Aegiceras corniculatum (L.) Blanco
by Dr. Avelinah Julius & Suzana, S.
Aegiceras corniculatum (L.) Blanco
by Dr. Avelinah Julius & Suzana, S.

Aegiceras corniculatum (L.) Blanco is a true mangrove tree belonging to Myrsinaceae (or Primulaceae –Myrsinoideae), and is often found in association with Rhizophora species along the landward margin of mangrove that is inundated by high tides and the fringe of brackish waterways. It is a widespread and common species. Tomlinson (1986) reported it is widely distributed from Sri Lanka to South China through the Malesia to Polynesia and NE Australia to New South Wales.In Malaysia, it occurs in Peninsular Malaysia (Kedah, Pahang, Selangor and Negeri Sembilan), Sabah (Beaufort, Kota Kinabalu, Kota Marudu, Kudat, Lahad Datu, Sandakan, Semporna, Sipitang and Tawau) and Sarawak (Kuching and Serian).

Aegiceras corniculatum is easily distinguished from other mangrove plants by its horn– or crescent–like fruit with a pointed tip. The generic name Aegiceras is derived from Latin aigos = goat and keras = horn, and the species epithet corniculatum from cornu meaning 'with little horns' referring to the fruit shape.
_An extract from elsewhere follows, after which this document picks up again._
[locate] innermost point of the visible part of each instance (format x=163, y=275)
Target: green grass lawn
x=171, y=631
It is locally called kacang–kacang by Malays or saka mata by Brunei Malays in Sabah. The greenish fruit, 2–6 cm long is arranged in a terminal cluster and begins to germinate while attached to the parent plant.
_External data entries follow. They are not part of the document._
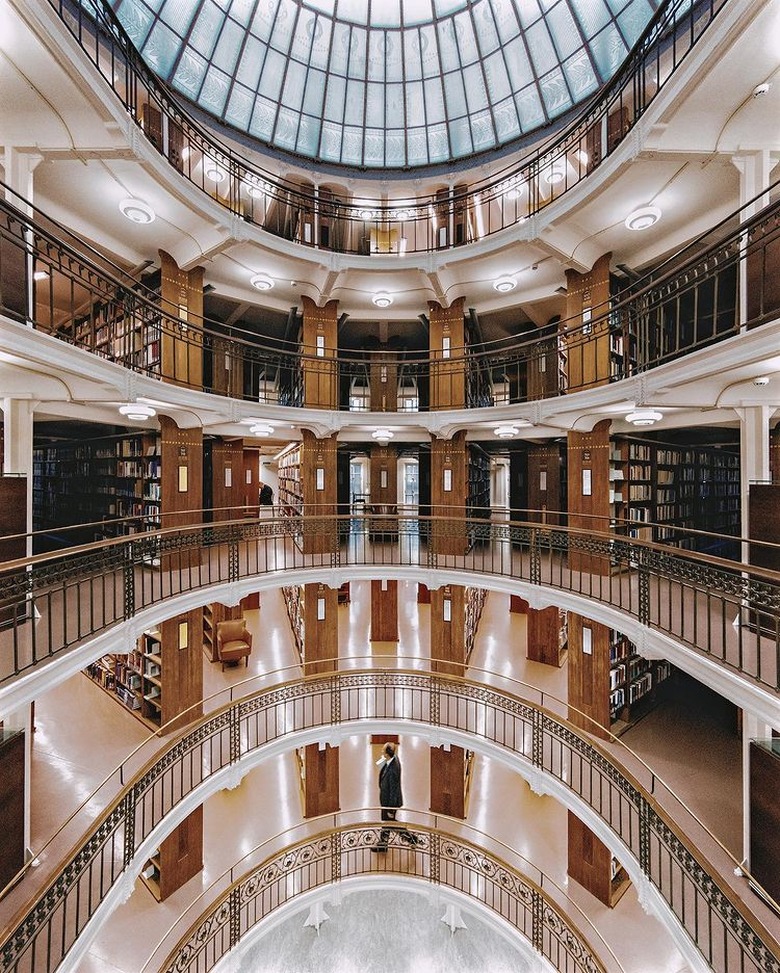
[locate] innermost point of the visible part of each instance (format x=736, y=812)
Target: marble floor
x=691, y=739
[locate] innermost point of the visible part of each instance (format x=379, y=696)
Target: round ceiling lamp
x=643, y=218
x=213, y=170
x=644, y=417
x=137, y=410
x=505, y=284
x=262, y=282
x=136, y=210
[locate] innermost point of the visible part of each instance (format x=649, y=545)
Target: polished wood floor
x=82, y=734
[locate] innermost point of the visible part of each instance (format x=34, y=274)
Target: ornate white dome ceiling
x=385, y=84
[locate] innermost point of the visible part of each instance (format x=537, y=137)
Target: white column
x=754, y=176
x=17, y=446
x=17, y=458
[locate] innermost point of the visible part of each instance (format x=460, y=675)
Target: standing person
x=390, y=796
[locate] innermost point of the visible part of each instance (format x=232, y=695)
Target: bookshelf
x=633, y=681
x=674, y=486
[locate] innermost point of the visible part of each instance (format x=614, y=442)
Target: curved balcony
x=339, y=222
x=718, y=619
x=689, y=303
x=455, y=864
x=661, y=851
It is a shrub or small tree to 6 m tall with a trunk 15 cm in diameter. The outer bark is dark brown to blackish, smooth to lenticellate and fissured, while the inner bark is yellowish or pale brown. The simple leaves are spirally or alternately arranged; the obovate blade is 3–7 × 1.5–8 cm. The leaf base is acute and the apex is obtuse or emarginate. The inflorescences are terminal with umbels of 5–25-flowers. The whitish flower is fragrant and conical in bud; the calyx (5–7 x 2–3 mm) imbricate and overlapping to the right, thickened at the base and covered with minute black dots from the base towards the central part; the whitish corolla is densely hairy inside the tube towards the mouth, the lobes are triangular–shaped and 8–12 x 5–7 mm; the four stamens (5–7 mm long) are attached to the corolla tube at the base and the anthers are dorsifixed.

Aegiceras corniculatum that is among the mangrove species that possess specialized salt glands on its leaves that concentrate and actively excrete the absorbed salts from sea water so as to regulate the salt concentration inside the plant cells. Many species with salt glands including kacang–kacang have leaves frequently covered by numerous white salt crystals.